Winnipeg Free Press - PRINT EDITION
History buff puts obscure sites on a map
Website offers up a treasure trove of Manitoba sites
A funny thing kept occurring as Gordon Goldsborough was searching for and mapping historic sites across Manitoba.
"I kept finding geocache boxes at the sites. I'd go, 'What's this thing clipped to the side?' " Geocaching (a treasure-hunt game using GPS), heritage tourism, exploring Manitoba and driving vacations all benefit from the self-described "obsessive personality" of Goldsborough in his latest venture: online mapping of Manitoba historic sites.
Goldsborough has mapped more than 2,000 historic sites (www.mhs.mb.ca/docs/sites), and he's just getting warmed up. Click on the map's icons and up pop exact locations of historic sites in latitude and longitude, and a link to a write-up and photo.
Icons are coloured to indicate the type of historic site. For example, a black icon represents a cemetery and a green icon represents a historic site where something once was.
You can now access the online map with an iPhone while travelling.
"We're the only ones anywhere doing this kind of historical mapping," Goldsborough said.
By day, Goldsborough is an associate professor of biology at the University of Manitoba. His hobby (obsession) is Manitoba history. The former president of the Manitoba Historical Society has put more than 25,000 pages of historical records and writings (dating back to 1898) online at mhs.ca.
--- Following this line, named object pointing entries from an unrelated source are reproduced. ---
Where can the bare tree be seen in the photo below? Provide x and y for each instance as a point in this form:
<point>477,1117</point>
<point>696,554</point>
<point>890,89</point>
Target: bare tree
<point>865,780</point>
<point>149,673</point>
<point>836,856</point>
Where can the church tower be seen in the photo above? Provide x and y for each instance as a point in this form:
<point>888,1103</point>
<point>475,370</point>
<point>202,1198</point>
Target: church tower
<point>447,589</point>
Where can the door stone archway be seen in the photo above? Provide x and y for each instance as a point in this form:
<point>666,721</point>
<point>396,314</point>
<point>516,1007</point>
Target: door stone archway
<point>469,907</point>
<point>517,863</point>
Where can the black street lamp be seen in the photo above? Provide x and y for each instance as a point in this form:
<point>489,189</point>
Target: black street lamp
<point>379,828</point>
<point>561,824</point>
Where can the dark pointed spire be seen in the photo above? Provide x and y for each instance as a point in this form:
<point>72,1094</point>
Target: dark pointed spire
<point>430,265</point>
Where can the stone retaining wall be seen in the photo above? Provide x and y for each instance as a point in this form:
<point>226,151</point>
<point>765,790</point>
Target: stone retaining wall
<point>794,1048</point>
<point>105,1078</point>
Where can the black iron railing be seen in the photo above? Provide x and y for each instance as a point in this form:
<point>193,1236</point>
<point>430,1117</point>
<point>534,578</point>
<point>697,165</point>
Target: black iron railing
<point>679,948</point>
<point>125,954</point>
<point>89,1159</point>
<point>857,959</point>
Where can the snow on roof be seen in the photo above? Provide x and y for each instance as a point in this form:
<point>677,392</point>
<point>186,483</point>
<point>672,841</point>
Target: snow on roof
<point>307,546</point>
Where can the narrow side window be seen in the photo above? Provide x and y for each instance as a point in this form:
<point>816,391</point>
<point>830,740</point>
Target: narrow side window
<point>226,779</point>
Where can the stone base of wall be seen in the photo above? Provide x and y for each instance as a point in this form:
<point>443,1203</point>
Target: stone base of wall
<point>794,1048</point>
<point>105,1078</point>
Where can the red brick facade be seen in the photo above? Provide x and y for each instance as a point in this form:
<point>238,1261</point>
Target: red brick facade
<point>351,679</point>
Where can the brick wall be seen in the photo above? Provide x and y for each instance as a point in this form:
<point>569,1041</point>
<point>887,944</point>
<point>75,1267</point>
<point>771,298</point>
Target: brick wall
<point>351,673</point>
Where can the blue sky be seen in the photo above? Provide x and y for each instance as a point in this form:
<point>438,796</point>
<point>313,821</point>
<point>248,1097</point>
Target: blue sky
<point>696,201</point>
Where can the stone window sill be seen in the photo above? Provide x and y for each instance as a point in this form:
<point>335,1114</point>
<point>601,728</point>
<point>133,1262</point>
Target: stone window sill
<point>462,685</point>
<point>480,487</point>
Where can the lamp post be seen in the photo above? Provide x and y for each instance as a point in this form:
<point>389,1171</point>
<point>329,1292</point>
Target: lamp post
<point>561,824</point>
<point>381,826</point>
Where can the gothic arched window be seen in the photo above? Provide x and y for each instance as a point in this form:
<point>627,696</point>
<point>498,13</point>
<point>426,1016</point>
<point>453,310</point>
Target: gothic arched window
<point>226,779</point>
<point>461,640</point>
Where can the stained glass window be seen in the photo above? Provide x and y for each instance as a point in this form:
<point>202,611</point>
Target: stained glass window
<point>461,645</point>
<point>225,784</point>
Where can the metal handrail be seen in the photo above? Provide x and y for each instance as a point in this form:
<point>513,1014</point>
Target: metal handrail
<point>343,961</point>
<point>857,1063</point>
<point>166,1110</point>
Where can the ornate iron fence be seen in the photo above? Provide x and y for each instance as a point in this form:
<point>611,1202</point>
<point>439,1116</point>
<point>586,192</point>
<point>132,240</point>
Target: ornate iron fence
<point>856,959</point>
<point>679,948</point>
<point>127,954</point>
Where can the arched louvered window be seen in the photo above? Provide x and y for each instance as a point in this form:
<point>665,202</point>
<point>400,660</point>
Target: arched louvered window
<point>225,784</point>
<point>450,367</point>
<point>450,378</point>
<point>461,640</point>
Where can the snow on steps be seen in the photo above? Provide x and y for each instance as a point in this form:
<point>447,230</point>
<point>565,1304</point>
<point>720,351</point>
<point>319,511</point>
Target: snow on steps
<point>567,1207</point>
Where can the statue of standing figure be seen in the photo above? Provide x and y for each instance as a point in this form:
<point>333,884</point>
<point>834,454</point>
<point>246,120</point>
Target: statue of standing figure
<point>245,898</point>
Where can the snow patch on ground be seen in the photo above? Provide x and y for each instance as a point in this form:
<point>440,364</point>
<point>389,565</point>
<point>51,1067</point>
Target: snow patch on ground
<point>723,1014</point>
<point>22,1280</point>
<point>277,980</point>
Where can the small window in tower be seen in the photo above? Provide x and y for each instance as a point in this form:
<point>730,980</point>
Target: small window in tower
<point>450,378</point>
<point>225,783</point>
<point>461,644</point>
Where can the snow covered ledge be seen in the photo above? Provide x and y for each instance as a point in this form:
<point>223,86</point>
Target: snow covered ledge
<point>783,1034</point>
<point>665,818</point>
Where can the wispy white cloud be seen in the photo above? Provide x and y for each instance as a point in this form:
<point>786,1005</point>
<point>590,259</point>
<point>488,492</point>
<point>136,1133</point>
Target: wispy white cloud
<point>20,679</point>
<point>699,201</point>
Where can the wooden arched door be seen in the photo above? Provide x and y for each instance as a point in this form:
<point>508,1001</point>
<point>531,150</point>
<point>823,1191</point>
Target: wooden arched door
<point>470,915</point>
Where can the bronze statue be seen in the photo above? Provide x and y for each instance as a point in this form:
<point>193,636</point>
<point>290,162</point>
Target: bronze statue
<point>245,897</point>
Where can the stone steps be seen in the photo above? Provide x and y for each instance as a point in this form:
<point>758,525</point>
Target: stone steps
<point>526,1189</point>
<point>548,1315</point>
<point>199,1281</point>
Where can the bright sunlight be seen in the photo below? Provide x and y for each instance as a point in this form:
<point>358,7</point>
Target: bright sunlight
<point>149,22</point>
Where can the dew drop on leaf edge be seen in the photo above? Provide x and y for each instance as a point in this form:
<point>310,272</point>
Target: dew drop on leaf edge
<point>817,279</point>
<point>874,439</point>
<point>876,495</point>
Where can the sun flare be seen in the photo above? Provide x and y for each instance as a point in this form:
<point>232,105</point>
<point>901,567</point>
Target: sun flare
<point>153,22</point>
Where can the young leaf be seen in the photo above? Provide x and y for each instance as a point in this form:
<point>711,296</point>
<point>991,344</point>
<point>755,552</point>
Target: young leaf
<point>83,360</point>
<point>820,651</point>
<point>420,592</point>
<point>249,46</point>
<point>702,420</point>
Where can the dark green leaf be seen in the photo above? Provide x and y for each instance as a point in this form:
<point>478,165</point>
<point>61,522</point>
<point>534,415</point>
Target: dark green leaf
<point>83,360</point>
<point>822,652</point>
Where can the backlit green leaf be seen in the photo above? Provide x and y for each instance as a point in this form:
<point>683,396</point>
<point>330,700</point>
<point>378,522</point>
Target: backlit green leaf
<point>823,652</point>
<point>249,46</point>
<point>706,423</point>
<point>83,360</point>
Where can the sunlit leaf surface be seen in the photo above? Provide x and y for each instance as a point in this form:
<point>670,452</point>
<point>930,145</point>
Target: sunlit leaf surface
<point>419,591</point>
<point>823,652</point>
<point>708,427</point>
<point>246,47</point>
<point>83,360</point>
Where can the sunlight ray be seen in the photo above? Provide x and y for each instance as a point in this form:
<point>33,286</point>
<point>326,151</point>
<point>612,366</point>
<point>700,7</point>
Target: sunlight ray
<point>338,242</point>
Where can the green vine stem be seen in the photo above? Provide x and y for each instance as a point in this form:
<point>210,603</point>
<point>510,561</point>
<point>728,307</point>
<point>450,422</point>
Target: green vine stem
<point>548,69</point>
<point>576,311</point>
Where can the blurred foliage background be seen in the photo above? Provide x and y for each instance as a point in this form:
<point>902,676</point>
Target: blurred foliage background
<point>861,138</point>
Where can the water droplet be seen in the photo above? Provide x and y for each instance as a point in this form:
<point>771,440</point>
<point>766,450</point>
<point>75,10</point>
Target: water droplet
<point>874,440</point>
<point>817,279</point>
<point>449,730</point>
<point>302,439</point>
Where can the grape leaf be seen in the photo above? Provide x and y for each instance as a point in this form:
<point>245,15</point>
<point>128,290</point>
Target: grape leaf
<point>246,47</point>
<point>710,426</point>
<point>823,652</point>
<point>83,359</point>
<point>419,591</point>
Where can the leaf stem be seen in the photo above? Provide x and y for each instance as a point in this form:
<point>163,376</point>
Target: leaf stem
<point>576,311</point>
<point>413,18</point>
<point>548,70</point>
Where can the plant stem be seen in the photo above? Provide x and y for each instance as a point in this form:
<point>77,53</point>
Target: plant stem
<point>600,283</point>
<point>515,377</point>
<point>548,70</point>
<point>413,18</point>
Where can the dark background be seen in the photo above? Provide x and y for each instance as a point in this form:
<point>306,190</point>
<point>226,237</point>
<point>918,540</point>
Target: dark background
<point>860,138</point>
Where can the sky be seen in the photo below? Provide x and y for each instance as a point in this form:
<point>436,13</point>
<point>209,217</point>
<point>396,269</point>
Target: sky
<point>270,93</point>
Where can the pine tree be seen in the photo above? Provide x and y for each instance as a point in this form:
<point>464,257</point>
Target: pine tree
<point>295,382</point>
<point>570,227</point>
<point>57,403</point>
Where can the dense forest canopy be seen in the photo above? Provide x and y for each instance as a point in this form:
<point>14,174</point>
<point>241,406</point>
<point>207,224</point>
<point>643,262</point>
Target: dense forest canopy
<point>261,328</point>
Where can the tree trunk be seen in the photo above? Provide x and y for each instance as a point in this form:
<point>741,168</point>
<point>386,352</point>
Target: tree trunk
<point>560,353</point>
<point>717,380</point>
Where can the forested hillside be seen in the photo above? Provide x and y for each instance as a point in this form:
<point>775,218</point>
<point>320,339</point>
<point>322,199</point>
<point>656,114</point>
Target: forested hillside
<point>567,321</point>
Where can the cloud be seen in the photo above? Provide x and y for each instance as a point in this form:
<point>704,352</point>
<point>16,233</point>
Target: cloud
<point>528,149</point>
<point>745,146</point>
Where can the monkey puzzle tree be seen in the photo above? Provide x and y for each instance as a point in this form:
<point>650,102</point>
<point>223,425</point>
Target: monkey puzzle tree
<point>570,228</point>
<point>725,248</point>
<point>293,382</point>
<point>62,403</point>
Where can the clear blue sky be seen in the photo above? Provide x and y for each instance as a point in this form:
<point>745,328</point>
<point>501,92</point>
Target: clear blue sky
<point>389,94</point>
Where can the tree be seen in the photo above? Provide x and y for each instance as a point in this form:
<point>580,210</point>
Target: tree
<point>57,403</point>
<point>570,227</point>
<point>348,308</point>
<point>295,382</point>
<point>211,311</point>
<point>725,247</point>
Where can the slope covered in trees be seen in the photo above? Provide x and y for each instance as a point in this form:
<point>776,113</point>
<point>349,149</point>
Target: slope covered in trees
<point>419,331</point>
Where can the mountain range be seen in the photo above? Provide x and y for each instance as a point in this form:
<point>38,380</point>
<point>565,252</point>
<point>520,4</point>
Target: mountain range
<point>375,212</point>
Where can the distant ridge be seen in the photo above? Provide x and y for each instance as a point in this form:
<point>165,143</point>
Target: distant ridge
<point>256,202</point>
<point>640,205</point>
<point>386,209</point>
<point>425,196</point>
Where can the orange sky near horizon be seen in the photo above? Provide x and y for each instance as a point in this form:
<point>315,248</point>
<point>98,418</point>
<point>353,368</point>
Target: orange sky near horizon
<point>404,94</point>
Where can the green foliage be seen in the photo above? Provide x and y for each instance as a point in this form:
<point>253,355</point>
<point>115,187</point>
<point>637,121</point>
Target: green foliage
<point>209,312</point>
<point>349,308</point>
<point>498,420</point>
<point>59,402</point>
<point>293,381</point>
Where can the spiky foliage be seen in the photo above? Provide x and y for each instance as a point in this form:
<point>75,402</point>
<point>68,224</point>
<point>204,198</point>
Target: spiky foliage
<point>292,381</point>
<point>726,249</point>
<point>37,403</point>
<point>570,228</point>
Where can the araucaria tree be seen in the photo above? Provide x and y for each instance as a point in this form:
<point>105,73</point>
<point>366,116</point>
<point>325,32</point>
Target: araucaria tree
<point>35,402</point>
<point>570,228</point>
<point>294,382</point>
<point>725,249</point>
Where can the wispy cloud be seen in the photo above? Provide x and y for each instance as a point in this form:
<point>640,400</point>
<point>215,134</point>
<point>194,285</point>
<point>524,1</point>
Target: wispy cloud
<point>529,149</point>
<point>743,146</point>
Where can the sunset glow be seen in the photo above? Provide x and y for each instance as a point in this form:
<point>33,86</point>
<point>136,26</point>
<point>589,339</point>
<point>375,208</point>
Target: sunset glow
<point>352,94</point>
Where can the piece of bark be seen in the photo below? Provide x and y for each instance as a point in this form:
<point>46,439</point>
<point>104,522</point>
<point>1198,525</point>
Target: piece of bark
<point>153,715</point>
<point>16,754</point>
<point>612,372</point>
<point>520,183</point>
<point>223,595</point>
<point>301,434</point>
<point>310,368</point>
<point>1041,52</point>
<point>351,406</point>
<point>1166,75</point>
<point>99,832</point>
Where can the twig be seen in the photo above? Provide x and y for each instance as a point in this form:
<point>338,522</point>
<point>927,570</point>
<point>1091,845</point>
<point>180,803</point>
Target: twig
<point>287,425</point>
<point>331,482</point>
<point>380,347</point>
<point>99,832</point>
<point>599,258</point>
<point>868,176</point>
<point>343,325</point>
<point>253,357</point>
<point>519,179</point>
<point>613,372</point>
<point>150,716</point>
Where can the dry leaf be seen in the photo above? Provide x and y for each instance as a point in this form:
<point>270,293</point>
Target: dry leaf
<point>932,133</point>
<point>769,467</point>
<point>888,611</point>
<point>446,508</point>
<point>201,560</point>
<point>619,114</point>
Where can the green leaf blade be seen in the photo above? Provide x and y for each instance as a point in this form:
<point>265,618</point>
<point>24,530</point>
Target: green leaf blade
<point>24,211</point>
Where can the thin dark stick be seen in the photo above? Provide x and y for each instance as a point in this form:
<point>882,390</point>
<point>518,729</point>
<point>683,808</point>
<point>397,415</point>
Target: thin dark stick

The site includes articles from Manitoba Pageant magazine and its successor, Manitoba History; a street name origins dictionary culled from Jaroslav Rudnyckyj's Mosaic of Winnipeg Street Names (1974) and other sources; and biography collections like Jack Bumsted's Dictionary of Manitoba Biography.
Goldsborough drove more than 7,000 kilometres last summer, visiting and photographing historic sites for his map, often dragging his two teenage kids with him.
"My daughter (15) still complains bitterly about all the museums I took her to," he said. But he's proud when, in conversation, she references something she saw at a museum. "She's a teenager. She won't admit to liking anything her parents like," he said.
The project began when he accompanied his wife, an environmental assessment specialist, on a trek to research wind farms in southwestern Manitoba. He wanted to see nearby Deloraine's historic bank vault. But the directions someone gave him, he said, were along the lines of "go south two miles, then two miles west, then another mile south and another mile west, and turn at the tall tree with the crook in the branch."
He spent hours looking until he finally asked a local farmer. "Oh, you mean the vault behind my barn," the farmer said. It was in a paddock for cattle, albeit protected by its own fence.
Goldsborough cautions that the map is a work in progress. Many regions are under-represented. It's also very cluttered. Winnipeg looks like a box of unassembled Lego. You have to zoom in to get some separation between the icons.
You can search for certain types of historic sites, like vaults, and you can index by type, like museums, cemeteries, etc. More search refinements are planned. The map so far is heavily weighted toward plaques, museums and abandoned schools.
Goldsborough hopes people will scroll to the bottom, click on "Suggest a site" and add historic sites in their areas.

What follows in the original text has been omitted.